At that point PG&E stopped being nice. PG&E bankrolled a $1 million phony front called “Stop the Power Grab” that set up an office in Manteca. They spent $1 million they collected from customers such as those in Manteca, Ripon, and Escalon to fight SSJID to try and smear local leaders.

When that didn’t work they resorted to what might politely be called corporate espionage and hacked into SSJID computers to steal critical files and data related to SSJID’s bid to establish retail electrical service. Forced into a corner by a pending FBI investigation, PG&E quickly admitted no wrong doing but wrote a check in excess of $220,000 to cover SSJID’s damages incurred by their need to conduct extensive forensic work to determine exactly what documents PG&E secured in the old-fashioned way by hiring a consulting firm to do its dirty work.

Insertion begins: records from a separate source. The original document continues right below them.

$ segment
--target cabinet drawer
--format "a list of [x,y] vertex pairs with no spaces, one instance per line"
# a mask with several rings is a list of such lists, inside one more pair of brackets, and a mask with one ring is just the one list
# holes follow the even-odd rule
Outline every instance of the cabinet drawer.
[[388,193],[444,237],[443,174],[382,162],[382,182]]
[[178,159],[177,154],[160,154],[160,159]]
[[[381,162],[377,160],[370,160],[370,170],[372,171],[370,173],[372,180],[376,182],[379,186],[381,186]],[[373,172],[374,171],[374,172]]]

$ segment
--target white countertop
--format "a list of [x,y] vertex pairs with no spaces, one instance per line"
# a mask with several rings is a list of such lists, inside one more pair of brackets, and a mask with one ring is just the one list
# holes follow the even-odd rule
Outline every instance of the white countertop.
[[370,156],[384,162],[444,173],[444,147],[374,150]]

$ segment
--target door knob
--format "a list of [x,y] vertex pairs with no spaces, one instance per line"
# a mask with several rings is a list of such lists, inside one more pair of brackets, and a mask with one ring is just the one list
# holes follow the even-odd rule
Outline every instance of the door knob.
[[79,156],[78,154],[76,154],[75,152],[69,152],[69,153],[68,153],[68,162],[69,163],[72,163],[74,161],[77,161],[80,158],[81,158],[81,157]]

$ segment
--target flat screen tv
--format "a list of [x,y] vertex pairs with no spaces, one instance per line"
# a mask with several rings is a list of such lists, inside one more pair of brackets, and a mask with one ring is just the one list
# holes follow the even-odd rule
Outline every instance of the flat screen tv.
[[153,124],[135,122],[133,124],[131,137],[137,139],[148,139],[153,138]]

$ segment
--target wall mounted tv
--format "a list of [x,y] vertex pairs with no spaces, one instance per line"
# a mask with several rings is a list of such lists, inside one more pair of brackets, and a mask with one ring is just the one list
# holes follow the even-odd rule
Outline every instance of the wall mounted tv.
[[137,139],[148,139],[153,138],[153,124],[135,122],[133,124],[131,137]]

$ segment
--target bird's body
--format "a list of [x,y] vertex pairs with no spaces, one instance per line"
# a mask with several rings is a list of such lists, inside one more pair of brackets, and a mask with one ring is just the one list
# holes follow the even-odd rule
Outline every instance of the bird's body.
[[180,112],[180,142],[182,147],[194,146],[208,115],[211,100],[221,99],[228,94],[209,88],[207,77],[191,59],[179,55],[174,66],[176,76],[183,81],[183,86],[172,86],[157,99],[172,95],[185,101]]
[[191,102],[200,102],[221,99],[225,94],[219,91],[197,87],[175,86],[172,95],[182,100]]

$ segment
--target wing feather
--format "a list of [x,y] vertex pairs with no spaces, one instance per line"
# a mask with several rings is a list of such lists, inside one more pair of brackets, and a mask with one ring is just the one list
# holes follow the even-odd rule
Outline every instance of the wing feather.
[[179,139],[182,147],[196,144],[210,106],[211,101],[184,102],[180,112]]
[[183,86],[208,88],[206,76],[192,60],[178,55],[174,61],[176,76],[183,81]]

You can thank SSJID, by the way, for unmasking deception in a proposed PG&E rate hike earlier this decade. The SSJID invested proceeds from the Tri-Dam Project to hire specialized experts who went through the PG&E rate increase proposal submitted to the California Public Utilities Commission — the state agency that is supposed to look after the best interest of ratepayers. They also looked at previous rate increases that were granted.

Thanks to their sleuthing the proposed $100 million plus rate hike was slashed by two thirds and customers of PG&E in SSJID territory and throughout Northern California saved significant money.

The SSJID effort also provided an early clue that not only could PG&E not be trusted but safety clearly took backseat to profits. That’s because they found verbiage in the proposed rate hike filing to justify part of the envisioned charges that were to replace thousands of failing power poles. They were the same power poles PG&E said it would replace when they were granted a previous rate increase.

Gee, perhaps PG&E executives found a way to turn the previous portion of a rate hike authorized expressly for safety purposes into more profit.

PG&E back at the dawn of the century told the CPUC of the 2.3 million power poles they owned at the time, they needed funds from ratepayers to replace 46,000 a year. Mind you this was an observation made by PG&E’s own experts based on power poles needing to be replaced every 50 years.

Rates approved by the CPUC at the time provided ample money to replace 45,000 power poles a year. A number of years later PG&E’s own experts testified before the CPUC that the for-profit utility replaced just 15,000 poles a year in 2002 and 2003. Then in 2004 they cut the number of aging poles they actually replaced to only 3,300 poles. Where did the money go? This is the same time PG&E was in Chapter 11 proceedings — the step prior to bankruptcy — after the brass drove the utility into the ground under deregulation.

The settlement in bankruptcy court ended up costing PG&E customers on average more than $1,300 over a decade paying for electricity at above market rates. PG&E customers, besides enjoying outlandishly high rates compared to other utilities got to enjoy rolling blackouts. The CEO and top brass who drove PG&E to the brink of bankruptcy got $12 million in bonuses for not abandoning their personal gravy train.

And none of this includes PG&E’s 2010 handiwork that leveled a San Bruno neighborhood killing eight people and injuring 58. Now, nine years later, prosecutors are considering criminal  charges against PG&E as it has come out the utility has once again reneged on legally binding promises they agreed to regarding safety practices stemming from a settlement over the San Bruno debacle.

How much more does PG&E have to do before the California Legislature steps in? Maybe if the next fire connected with faulty PG&E equipment compounded by its cavalier corporate attitude toward public safety destroys the neighborhoods of wealthy political donors and perhaps kills a few “moneyed” people, they might step in and bust up PG&E.